But we never see Neville ask anyone for help. He never approaches Hermione outside class hours to ask a question (because she’s much more approachable, honestly) or to ask for her help understanding the material. He never mentions having a tutor over the summer. We never see him doing any outside reading on anything Potions related to try to improve.

While Snape’s teaching style isn’t great for a sensitive child, that child also has to take some kind of responsibility for his educational success, especially in the 1990s.

I was in school at similar times to Harry Potter. If I didn’t ask for help, my teachers wouldn’t necessarily clock to my struggles.
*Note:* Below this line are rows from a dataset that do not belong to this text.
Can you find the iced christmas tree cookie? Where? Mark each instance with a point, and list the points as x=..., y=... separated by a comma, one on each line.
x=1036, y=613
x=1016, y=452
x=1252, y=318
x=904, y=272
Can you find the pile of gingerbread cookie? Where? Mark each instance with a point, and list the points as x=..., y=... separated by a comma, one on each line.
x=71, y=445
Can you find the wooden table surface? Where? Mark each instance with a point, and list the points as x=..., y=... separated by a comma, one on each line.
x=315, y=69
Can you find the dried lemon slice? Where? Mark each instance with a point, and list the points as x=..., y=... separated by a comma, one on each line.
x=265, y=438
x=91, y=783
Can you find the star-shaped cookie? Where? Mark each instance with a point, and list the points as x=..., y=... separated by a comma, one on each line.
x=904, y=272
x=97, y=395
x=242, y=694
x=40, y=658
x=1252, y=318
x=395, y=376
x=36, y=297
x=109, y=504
Even at a youngish age, we were expected to speak up to our teachers or ask friends or parents for help understanding things if we were struggling with the material.

Now, we could say that it isn’t important to the narrative so we don’t see it, but if Snape was supposed to be some monster of a teacher, wouldn’t this be better pointed out by even one scene of a child struggling but trying to improve and still failing (due to having an awful teacher)?

Or is Snape a teacher frustrated by a child who will not ask for help from anyone despite repeated failures? As presented in canon, he feels more like the latter.

He even seems to give Neville more latitude than other students—it took 6 melted cauldrons before Snape gave him a single detention. The one in first year rated a scolding, yes, but no other action (other than an unfair point taken from Harry).